For research towards a novel on the rise and fall of Carnatic music as a dynamic social form from the mid-1920s to the end of the 1960s. The researcher will consult archival material on the lives of Carnatic musicians and the technical innovations made within the music during this period; interview performers and critics who were associated with this phase of the music; and consult scholars working on Carnatic music. The project will also lead to English translations of selected memoirs written by Carnatic musicians, which will be useful for the novel but can also be more widely disseminated.

KM Madhusudhanan


Grant Period: Over one year

For the making of a film on Surabhi, a 120-year old travelling theatre company from Andhra Pradesh. Envisaged as a journey with the repertory company, the film, titled Mayabazar, will examine the everyday activities of these travelling actors and their families, rehearsals, exercises, the staging of the plays based on the epics and the puranas, the audience, sets, make-up and costume design. The film will also explore the traces of Parsi theatre, silent cinema from the Phalke era and the paintings of Ravi Verma in the design of the theatre company’s sets and costumes.

Saba Dewan


Grant Period: Over one year

For post-production work on a film tentatively titled, In Search of Umrao, exploring the social and cultural history of the tawaifs of North India. The film focuses on the arts forms associated with them and the relationship between aesthetic expression and sexual identity. Through the story of a lost thumri sung by Rasoolan Bai, whose career as a performer overlapped with significant transitions in both the practice of music and public female sexualities, the film will examine the major shifts in the tradition’s history.

The Biblio Charitable Trust


Grant Period: Over two years

For digitising the archive of a literary magazine in order to maximise its website’s potential to serve as an educational resource and be an avenue for revenue generation. Marketing initiatives that target Indian and foreign universities and institutions are expected to help the magazine to become self-sustainable.

Gurvinder Singh


Grant Period: Over two years

For putting in place a multi-pronged process to reinvigorate the bhakti and sufi music of the Punjab. Systematic audio documentation bolstered by an innovative marketing strategy—direct sales by the performers in the rural market and online sales from a website—is expected to economically benefit the performers and expand their audience.

Veena Naregal


Grant Period: Over two years

For research into performing traditions and changing structures of patronage in Maharashtra.

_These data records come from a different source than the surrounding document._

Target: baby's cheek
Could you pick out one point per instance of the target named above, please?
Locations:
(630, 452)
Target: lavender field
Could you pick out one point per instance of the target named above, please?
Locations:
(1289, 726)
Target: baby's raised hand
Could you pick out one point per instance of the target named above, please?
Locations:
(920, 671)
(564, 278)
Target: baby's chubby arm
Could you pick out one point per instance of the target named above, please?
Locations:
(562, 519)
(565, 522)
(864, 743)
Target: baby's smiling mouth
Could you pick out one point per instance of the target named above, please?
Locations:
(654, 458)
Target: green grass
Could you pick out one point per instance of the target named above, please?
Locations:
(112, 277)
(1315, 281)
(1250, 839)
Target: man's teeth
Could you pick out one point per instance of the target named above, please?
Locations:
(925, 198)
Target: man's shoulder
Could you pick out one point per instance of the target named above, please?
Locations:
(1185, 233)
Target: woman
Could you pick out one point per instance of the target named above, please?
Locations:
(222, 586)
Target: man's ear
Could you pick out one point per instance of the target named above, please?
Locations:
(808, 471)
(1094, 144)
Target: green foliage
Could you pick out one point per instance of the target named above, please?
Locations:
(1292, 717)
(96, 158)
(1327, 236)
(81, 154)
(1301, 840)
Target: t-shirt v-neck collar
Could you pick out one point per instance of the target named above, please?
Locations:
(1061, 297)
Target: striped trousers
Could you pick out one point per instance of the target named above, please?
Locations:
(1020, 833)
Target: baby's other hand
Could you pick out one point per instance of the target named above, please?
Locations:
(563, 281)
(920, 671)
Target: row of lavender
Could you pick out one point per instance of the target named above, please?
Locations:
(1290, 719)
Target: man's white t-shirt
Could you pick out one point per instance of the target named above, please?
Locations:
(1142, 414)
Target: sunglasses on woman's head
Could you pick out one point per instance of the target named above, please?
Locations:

By investigating Marathi theatrical practices that emerged in the 1840s, the study seeks to document how elite and popular performative forms were reconstituted in the latter half of the nineteenth century.

Gurvinder Singh


Grant Period: Two years

For preparatory research and documentation towards a film on the Sufi and bhakti music of the Punjab. The audio-visual documentation will be made available to music researchers through cultural organisations.

Malavika Karlekar


Grant Period: Over one year and nine months

For the publication of a book on the use of photography as a social tool by the Bengali upper class in the late-nineteenth and early-twentieth centuries. The book, to be published by the Oxford University Press, will be made available at a subsidised price.